Real estate data drives billion-dollar decisions every day. Whether you're a data analyst tracking housing market trends, a real estate investor looking for undervalued properties, or a proptech startup building the next big thing — access to accurate, up-to-date property data is essential.
Zillow is the largest real estate marketplace in the United States, with over 110 million properties in its database. It's an incredibly rich source of property listings, price history, neighborhood statistics, and market trends. In this guide, we'll explore how to extract this data programmatically, understand Zillow's data structure, and build a reliable scraping pipeline.
Understanding Zillow's Data Structure
Before writing any code, it's crucial to understand how Zillow organizes its data. The site is structured around several key entities:
Property Listings
Each property on Zillow has a detailed listing page containing:
- Basic info: Address, city, state, ZIP code
- Price data: List price, Zestimate (Zillow's proprietary valuation), rent Zestimate, price history
- Property details: Bedrooms, bathrooms, square footage, lot size, year built
- Features: Heating/cooling type, parking, appliances, interior features
- Tax information: Annual property tax, tax assessment history
- Photos and virtual tours: High-resolution images, 3D tours
Search Results Pages
Zillow's search is map-based and returns results in a grid/list format. Each search result contains a subset of the full listing data:
{
"zpid": "18429834",
"address": "123 Main St, Austin, TX 78701",
"price": 450000,
"bedrooms": 3,
"bathrooms": 2,
"livingArea": 1850,
"lotSize": 6500,
"zestimate": 465000,
"rentZestimate": 2400,
"daysOnZillow": 14,
"listingStatus": "FOR_SALE",
"latitude": 30.2672,
"longitude": -97.7431
}
Neighborhood Data
Zillow aggregates data at the neighborhood level, providing:
- Median home value and trends
- Median rent prices
- School ratings and proximity
- Walk score, transit score, bike score
- Crime statistics
- Demographics
The Technical Challenges of Scraping Zillow
Zillow is a modern React-based single-page application. This presents several challenges for web scraping:
1. Dynamic Content Rendering
Most property data is loaded via JavaScript after the initial page load. A simple HTTP request with fetch or axios won't return the full page content. You need a headless browser or access to the underlying API endpoints.

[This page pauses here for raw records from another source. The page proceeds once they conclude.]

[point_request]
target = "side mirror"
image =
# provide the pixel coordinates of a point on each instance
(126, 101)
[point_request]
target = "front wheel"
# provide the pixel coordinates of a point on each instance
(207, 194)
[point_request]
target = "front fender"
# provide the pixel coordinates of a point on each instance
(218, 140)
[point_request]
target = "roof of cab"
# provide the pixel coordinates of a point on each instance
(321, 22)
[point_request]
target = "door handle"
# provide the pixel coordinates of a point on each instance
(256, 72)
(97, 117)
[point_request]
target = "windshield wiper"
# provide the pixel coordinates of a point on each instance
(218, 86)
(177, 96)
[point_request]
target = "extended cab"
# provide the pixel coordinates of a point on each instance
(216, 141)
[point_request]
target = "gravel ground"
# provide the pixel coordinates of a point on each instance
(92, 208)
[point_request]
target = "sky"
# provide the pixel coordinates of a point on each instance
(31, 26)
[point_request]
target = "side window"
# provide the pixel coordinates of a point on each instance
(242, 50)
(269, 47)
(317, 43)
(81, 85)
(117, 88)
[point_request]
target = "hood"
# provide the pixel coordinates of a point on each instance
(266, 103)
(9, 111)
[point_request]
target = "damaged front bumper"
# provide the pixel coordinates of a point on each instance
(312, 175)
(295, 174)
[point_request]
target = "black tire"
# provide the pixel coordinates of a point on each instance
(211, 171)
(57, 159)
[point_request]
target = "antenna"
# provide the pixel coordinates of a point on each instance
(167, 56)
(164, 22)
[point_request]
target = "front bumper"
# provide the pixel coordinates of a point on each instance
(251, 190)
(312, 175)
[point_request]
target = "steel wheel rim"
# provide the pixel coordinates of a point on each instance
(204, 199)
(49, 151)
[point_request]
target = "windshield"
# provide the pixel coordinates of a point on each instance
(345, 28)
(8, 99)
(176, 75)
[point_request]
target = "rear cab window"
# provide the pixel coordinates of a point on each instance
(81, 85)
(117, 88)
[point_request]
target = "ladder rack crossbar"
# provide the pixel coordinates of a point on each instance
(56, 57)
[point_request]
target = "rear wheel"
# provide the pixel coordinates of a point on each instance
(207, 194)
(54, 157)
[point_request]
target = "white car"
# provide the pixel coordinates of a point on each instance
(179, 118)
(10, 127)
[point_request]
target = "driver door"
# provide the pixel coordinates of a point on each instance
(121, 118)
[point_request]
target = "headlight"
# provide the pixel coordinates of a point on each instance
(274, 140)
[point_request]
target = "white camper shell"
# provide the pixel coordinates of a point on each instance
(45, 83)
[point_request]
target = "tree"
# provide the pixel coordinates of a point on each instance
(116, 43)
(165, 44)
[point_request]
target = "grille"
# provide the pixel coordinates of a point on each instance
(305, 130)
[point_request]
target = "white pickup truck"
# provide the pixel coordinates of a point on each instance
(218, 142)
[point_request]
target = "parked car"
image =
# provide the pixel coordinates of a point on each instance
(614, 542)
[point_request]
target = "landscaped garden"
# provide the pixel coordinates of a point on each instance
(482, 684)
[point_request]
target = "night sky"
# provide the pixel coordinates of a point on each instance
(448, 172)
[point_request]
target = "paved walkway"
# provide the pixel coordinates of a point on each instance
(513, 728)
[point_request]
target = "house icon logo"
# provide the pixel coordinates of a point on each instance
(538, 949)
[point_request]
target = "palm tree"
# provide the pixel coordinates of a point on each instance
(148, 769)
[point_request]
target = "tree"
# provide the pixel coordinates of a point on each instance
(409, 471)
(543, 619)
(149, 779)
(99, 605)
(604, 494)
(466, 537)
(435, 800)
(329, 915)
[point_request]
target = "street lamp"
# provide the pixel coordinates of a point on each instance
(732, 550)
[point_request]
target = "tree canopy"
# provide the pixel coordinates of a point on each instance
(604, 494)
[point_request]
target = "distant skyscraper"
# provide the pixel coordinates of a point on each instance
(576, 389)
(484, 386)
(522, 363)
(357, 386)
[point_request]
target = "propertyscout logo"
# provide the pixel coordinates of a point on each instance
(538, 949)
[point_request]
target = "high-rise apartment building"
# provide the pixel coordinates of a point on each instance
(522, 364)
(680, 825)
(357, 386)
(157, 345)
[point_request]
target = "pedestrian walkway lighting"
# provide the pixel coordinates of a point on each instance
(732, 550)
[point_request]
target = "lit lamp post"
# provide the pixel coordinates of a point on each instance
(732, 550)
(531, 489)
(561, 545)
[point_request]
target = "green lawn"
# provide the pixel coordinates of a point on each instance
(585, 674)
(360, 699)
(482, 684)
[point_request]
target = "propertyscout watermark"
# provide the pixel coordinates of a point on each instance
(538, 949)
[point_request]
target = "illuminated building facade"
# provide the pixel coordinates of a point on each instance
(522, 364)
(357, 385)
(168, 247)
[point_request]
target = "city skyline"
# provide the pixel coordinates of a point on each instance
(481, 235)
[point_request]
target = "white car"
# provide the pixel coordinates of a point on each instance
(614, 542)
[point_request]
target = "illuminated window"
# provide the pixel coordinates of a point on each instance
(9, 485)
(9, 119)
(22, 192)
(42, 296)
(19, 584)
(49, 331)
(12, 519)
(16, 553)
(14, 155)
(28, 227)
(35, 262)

// This WON'T work - you'll get an empty shell
const response = await fetch('https://www.zillow.com/homedetails/123-Main-St/18429834_zpid/');
const html = await response.text();
// html contains React app shell, not property data
2. Search Pagination and Map Boundaries
Zillow's search is map-based, meaning results are bounded by geographic coordinates rather than traditional page numbers. As users pan and zoom the map, new API requests are made with updated bounding box coordinates.

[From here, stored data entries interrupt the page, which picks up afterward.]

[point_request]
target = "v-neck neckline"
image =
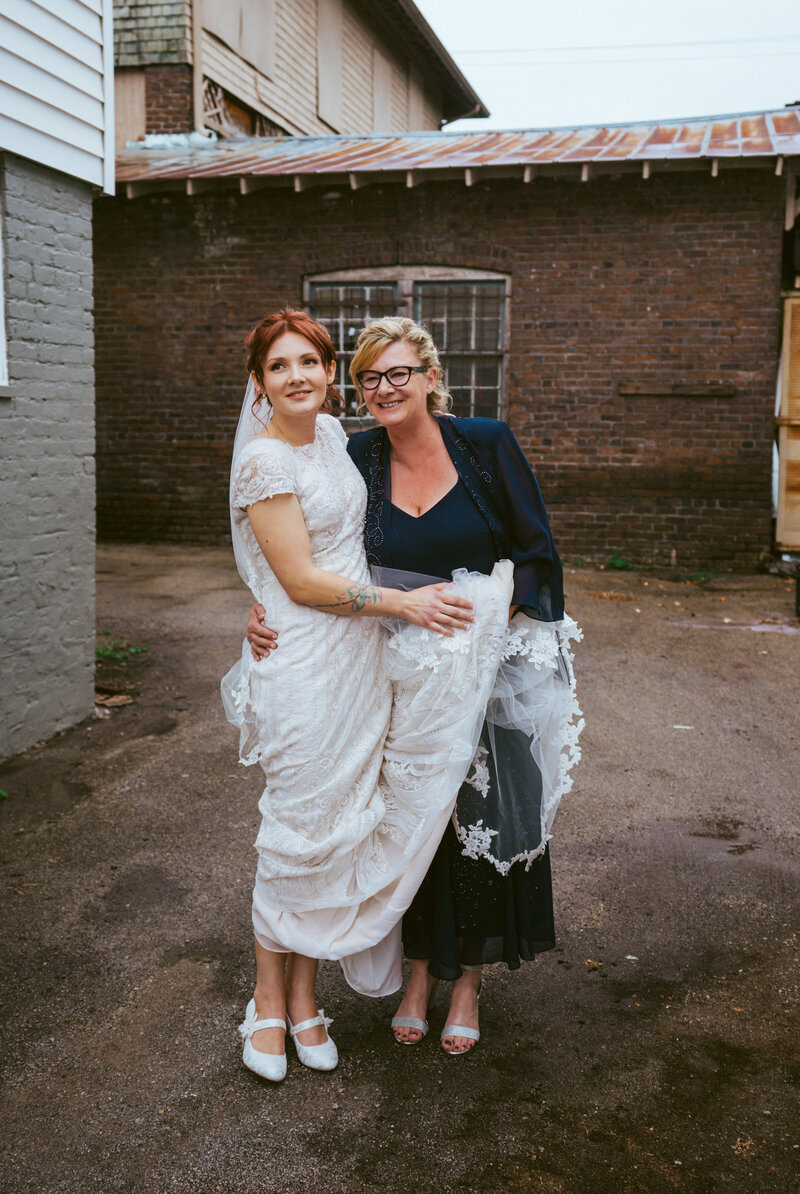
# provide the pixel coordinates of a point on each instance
(443, 498)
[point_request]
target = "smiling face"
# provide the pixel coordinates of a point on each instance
(294, 376)
(399, 405)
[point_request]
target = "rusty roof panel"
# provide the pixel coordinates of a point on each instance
(750, 135)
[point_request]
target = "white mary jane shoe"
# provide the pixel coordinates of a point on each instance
(315, 1057)
(271, 1066)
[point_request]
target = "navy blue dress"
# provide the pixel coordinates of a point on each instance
(465, 911)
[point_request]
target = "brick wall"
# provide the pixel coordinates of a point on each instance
(47, 467)
(168, 99)
(675, 279)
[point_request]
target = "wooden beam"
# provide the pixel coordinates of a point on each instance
(198, 185)
(151, 186)
(791, 197)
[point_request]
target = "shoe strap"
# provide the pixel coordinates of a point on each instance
(254, 1026)
(320, 1019)
(460, 1031)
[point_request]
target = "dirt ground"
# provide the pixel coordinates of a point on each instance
(656, 1050)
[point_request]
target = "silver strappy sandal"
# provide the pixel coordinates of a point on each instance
(472, 1034)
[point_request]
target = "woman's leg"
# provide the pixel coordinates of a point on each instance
(463, 1009)
(416, 999)
(270, 999)
(301, 1001)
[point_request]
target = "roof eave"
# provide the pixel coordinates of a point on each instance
(404, 19)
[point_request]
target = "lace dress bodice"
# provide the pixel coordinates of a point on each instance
(332, 497)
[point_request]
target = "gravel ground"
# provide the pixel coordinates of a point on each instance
(654, 1050)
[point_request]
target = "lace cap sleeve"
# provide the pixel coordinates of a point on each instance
(264, 472)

The search API uses a query structure like:
const searchQuery = {
searchQueryState: {
mapBounds: {
north: 30.35,
south: 30.20,
east: -97.65,
west: -97.85
},
filterState: {
price: { min: 200000, max: 500000 },
beds: { min: 2 },
baths: { min: 1 },
sqft: { min: 1000 }
},
pagination: { currentPage: 1 }
}
};
3. Rate Limiting and Anti-Bot Measures
Zillow employs several anti-scraping measures:
- Rate limiting based on IP address
- CAPTCHA challenges for suspicious traffic patterns
- Browser fingerprinting
- Request header validation
4. Data Freshness
Property listings change frequently — new listings appear, prices get updated, properties go under contract. Any scraping solution needs to handle incremental updates efficiently.
Building a Zillow Scraper: Step by Step
Let's walk through building a scraper that handles these challenges. We'll use a headless browser approach with Playwright to render JavaScript content.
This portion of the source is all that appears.